What is most interesting of all in Ranma ½ is Ranma’s use of his girl form. While he does not exploit his feminine body until much later in the series for favors from men, he does do more than use his feminine side for jokes at Akane’s expense. Especially when it came to interacting with Kuno, Ranma was able to understand and use the fact that Kuno fights against women quite differently than he does against men. In chapter five, he uses this fact to throw Kuno off guard and steal his bóken with ease.

As much as Ranma, the young boy with a sex-changing curse, does not fit Napier’s description of gender panic, Akane does. Her handling of violence and treatment of men showcase her panic. Napier mentions this panic as the “Japanese masculine psyche stripped of a coherent, integrated sense of identity and bereft of meaning and purpose” (144). Ranma has purpose- he wants to remove the curse he has from his body. Despite having none of the physical confusion that Ranma has (and deals quite well with) Akane has all of the mental confusion that Napier’s stereotypical panicked character has.

The visible manifestations of Akane’s panic come in the form of extreme tension while in contact with men. When she first meets Ranma when he is a woman, she wishes to befriend him and have a friendly sparring match where her moves are simple and fluid. Upon discovering that Ranma is really a man, she begins to be on edge towards him. Every joke from Ranma (or even a look in her direction in the bathroom later in the evening), leads her to lash out, typically in the over-the-top beastly manner with violent punches and hurling massive pieces of furniture. This double standard is a clear indication that Akane herself has an identity crisis. Her panic towards men seems to belie her own insecurity of what it means to be a woman, possibly because she sees herself as more of a male than female in the social sphere. To her, Ranma is a freak precisely he is something that she feels that she would like to be. He can be physically a woman, retain the mind of a man, and the body of one, and switch back and forth at his own convenience.
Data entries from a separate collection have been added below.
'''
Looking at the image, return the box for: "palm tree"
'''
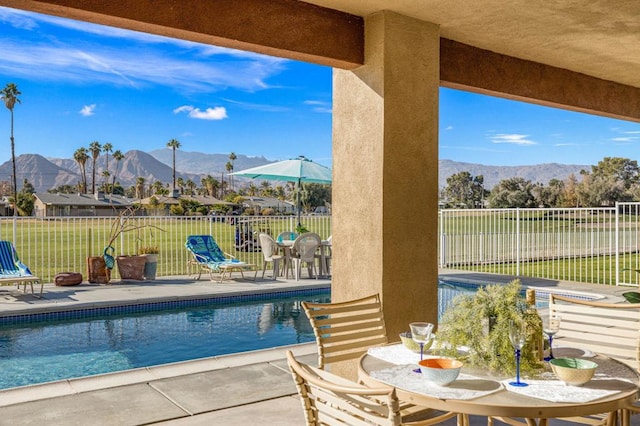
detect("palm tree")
[1,83,21,216]
[260,180,273,196]
[88,141,101,194]
[101,170,111,193]
[135,177,146,200]
[73,147,89,194]
[111,150,124,188]
[225,161,233,193]
[201,175,215,197]
[103,143,113,177]
[228,152,237,191]
[185,179,196,195]
[166,138,181,190]
[151,180,165,194]
[176,177,185,195]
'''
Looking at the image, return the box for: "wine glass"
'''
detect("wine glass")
[410,322,434,373]
[508,319,528,387]
[542,314,561,361]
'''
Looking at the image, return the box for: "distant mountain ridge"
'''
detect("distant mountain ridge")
[438,159,589,190]
[0,152,591,193]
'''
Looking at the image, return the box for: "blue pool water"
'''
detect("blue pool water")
[0,282,596,390]
[0,289,330,390]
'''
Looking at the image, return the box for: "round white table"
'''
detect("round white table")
[359,346,640,426]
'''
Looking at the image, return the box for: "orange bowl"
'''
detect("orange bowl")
[418,358,463,386]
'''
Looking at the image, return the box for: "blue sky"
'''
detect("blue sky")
[0,6,638,169]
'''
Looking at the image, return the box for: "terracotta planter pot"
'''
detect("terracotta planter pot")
[116,255,146,280]
[87,256,110,284]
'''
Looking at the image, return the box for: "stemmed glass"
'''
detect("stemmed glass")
[410,322,434,373]
[542,314,561,361]
[508,319,528,387]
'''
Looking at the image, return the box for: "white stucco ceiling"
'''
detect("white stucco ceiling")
[304,0,640,88]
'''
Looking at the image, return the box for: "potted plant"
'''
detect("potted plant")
[138,245,159,280]
[102,206,163,281]
[435,279,544,376]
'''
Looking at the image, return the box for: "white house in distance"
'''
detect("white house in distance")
[241,196,295,215]
[33,193,134,217]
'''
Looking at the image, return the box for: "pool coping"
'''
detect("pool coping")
[0,341,317,408]
[0,281,332,318]
[0,284,331,323]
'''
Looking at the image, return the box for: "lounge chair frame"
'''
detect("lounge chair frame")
[0,241,42,298]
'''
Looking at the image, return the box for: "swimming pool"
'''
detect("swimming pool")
[437,279,601,317]
[0,281,600,390]
[0,289,330,390]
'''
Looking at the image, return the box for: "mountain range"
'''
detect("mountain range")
[0,150,590,193]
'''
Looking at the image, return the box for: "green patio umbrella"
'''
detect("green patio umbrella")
[230,156,332,225]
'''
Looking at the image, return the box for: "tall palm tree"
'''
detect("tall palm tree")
[73,147,89,194]
[88,141,101,194]
[102,142,113,174]
[225,161,233,194]
[1,83,21,216]
[111,150,124,188]
[228,152,237,191]
[166,138,181,190]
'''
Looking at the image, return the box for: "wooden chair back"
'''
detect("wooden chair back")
[286,350,401,426]
[302,294,388,369]
[549,294,640,371]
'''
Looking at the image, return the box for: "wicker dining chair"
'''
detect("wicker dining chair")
[287,350,403,426]
[301,293,460,425]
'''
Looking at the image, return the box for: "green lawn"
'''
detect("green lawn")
[0,215,332,283]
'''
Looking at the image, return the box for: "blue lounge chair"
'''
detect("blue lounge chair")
[0,241,42,297]
[185,235,255,282]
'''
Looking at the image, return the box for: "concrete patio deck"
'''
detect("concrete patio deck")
[0,270,637,425]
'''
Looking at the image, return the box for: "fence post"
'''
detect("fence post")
[615,202,619,286]
[516,208,520,277]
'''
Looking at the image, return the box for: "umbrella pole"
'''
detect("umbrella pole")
[297,178,301,227]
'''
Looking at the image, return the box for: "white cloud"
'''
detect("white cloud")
[304,100,331,114]
[222,98,290,112]
[79,104,96,116]
[445,125,453,131]
[611,137,637,142]
[0,7,38,30]
[0,7,288,93]
[174,105,228,120]
[489,133,537,145]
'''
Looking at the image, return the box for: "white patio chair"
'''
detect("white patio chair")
[290,232,321,280]
[258,233,283,280]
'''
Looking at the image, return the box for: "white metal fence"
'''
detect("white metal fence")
[0,214,332,283]
[5,204,640,286]
[439,203,640,286]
This lack of gender fluidity and panic shows itself not just in Akane’s interactions with Ranma. An even clearer indication of this bestial panic occurs for her each and every morning. Upon arriving at school, she is beset by every single male student, attacking her, trying to win against her in a fight to take her out on a date. She has the acrobatic ability and speed to run straight past them all and into the school (Takahashi, 125) but, for one reason or another, chooses to fight them each and every morning, roundhouse kicking and jabbing with intense ferocity. It is almost to the point where she is trying to make up for the fact that she is a woman by fighting. Of all the characters of Ranma, she is certainly the most confused in her gender role in society.
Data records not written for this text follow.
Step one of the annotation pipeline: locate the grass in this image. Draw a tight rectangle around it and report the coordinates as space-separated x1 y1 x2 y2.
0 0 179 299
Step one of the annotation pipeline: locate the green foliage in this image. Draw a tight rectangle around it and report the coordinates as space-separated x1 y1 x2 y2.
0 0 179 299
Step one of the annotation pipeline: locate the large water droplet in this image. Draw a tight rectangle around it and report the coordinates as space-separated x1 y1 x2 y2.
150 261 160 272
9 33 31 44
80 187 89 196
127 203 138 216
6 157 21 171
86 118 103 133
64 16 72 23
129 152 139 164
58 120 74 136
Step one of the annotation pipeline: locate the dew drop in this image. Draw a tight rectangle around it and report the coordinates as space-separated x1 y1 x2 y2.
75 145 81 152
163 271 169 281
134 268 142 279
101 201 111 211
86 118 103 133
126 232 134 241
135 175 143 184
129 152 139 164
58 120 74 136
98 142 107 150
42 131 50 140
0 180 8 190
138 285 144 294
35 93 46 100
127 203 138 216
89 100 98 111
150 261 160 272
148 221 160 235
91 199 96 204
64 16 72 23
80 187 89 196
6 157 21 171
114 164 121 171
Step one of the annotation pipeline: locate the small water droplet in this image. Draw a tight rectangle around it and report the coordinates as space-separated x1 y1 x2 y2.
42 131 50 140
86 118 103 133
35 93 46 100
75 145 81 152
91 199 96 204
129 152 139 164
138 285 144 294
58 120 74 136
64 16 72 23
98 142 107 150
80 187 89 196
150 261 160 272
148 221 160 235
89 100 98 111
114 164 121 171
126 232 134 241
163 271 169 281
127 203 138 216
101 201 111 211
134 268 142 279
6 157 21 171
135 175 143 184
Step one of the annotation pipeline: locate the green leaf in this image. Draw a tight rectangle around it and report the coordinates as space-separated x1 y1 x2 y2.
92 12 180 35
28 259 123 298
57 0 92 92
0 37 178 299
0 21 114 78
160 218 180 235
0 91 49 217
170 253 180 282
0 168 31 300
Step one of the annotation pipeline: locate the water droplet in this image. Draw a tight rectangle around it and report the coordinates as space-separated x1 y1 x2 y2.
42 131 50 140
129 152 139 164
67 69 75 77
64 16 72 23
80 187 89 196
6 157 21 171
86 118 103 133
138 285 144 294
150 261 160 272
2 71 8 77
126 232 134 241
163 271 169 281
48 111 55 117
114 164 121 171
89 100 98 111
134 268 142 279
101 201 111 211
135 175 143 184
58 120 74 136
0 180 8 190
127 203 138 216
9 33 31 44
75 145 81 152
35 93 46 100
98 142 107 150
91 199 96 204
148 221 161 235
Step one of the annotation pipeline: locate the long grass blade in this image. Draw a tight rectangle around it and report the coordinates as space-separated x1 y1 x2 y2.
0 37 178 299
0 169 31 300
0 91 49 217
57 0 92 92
The only notable exception in her treatment towards men is her treatment of Dr. Tofu. To her, he is a different sort of man, solving violence in lieu of creating it, unlike any other man Akane seems to come into regular contact with, as even her own father is an esteemed martial artist. This sort of healing as almost feminine, as Dr. Tofu has subtle ways of subduing his patients (Takahashi, 157), rather than the aggressive, even brutal, forms of martial arts the other men practice. His body is slender and meek, too, and Akane seems to relate to, even love, him. It appears to be a heterosexual relationship with Akane in the male roles and Dr. Tofu in the female.
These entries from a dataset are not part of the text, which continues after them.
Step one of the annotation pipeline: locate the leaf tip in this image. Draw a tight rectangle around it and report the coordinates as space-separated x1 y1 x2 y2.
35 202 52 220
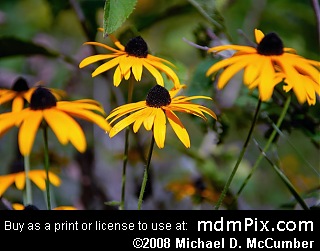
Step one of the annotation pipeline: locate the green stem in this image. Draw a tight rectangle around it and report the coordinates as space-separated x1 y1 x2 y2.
138 135 155 210
119 77 134 210
24 155 32 205
234 95 291 202
253 138 309 210
42 125 51 210
215 99 262 210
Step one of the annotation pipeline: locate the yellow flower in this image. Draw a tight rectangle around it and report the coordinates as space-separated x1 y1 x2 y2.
11 203 77 210
107 85 217 148
79 34 181 88
0 86 111 156
0 77 66 112
206 29 320 105
0 170 61 197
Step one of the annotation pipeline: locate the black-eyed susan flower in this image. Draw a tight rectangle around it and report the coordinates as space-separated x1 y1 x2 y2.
107 85 217 148
0 86 111 156
0 77 66 112
0 170 61 197
79 34 181 88
206 29 320 105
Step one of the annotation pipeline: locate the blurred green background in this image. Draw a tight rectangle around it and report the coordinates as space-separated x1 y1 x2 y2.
0 0 319 210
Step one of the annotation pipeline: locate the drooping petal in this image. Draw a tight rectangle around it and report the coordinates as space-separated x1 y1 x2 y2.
114 65 123 86
0 174 16 197
58 101 106 116
57 106 111 132
143 108 156 131
12 96 26 112
131 58 143 81
133 107 153 133
243 55 263 84
142 61 165 86
29 170 61 190
258 59 276 101
43 109 73 145
166 110 190 148
147 59 181 88
153 109 166 148
15 172 26 190
45 109 87 153
118 55 134 77
18 111 43 156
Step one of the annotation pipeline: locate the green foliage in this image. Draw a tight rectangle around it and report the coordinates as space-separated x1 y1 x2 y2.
103 0 138 35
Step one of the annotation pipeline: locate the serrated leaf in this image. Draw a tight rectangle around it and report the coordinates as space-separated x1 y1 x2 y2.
0 36 59 58
103 0 138 36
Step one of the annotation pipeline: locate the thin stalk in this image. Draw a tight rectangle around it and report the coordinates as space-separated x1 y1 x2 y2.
214 99 262 210
234 95 291 202
138 135 155 210
42 125 51 210
24 155 32 205
253 139 310 210
119 77 134 210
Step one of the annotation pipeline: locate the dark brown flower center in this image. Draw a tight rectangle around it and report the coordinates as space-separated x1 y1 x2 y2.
125 36 148 58
12 77 29 92
30 86 57 110
257 32 284 55
146 85 171 108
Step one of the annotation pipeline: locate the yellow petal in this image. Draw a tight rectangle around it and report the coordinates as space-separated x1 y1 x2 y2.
119 55 134 76
83 41 123 53
258 59 276 101
28 171 46 190
133 108 153 133
57 106 111 132
166 110 190 148
208 45 256 54
108 34 125 51
15 172 26 190
92 57 121 77
131 59 143 81
143 108 156 131
142 61 164 86
0 91 16 104
254 29 265 44
243 56 263 84
79 54 117 68
217 58 250 89
114 65 123 86
44 109 87 152
147 59 181 88
153 109 166 148
206 55 247 77
19 111 43 156
0 174 16 197
109 108 149 137
107 101 146 122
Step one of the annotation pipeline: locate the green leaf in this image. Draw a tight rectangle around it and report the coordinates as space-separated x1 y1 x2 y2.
103 0 138 36
0 36 59 58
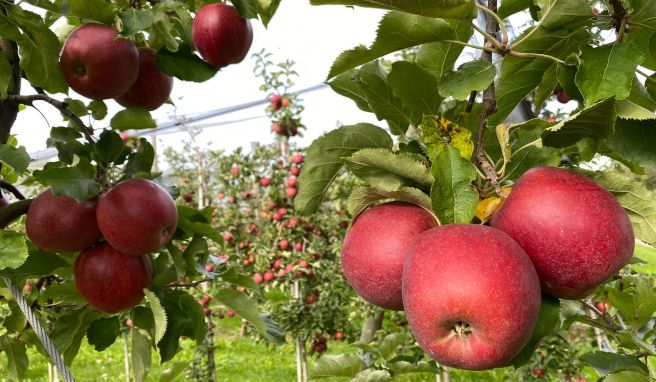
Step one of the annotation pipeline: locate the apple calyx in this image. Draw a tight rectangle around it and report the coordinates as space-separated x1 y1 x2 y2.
452 321 472 339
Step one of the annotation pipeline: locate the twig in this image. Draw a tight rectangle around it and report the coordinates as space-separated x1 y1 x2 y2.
0 199 33 229
0 180 25 200
508 51 566 64
609 0 628 38
468 22 504 50
442 40 498 54
581 299 621 332
475 2 508 45
163 278 212 288
5 94 96 143
475 0 502 195
465 91 477 113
Ultimately, it is Akane, not Ranma who has the most gender-role instability, despite Ranma actually having a physical affliction affecting his sex. While Ranma has adapted to his unusual situation extremely well, Akane, who never had the opportunity to see what the other side of the gender and sex line is like, can only speculate, pretend, and remain insecure.


Napier, Susan Jolliffe. Anime from Akira to Howl's moving castle: experiencing contemporary Japanese animation. New York, NY: Palgrave Macmillan, 2005. Print.
Takahashi, Rumiko. Ranma 1/2. Vol. 1. San Francisco: Viz, 2008. Print.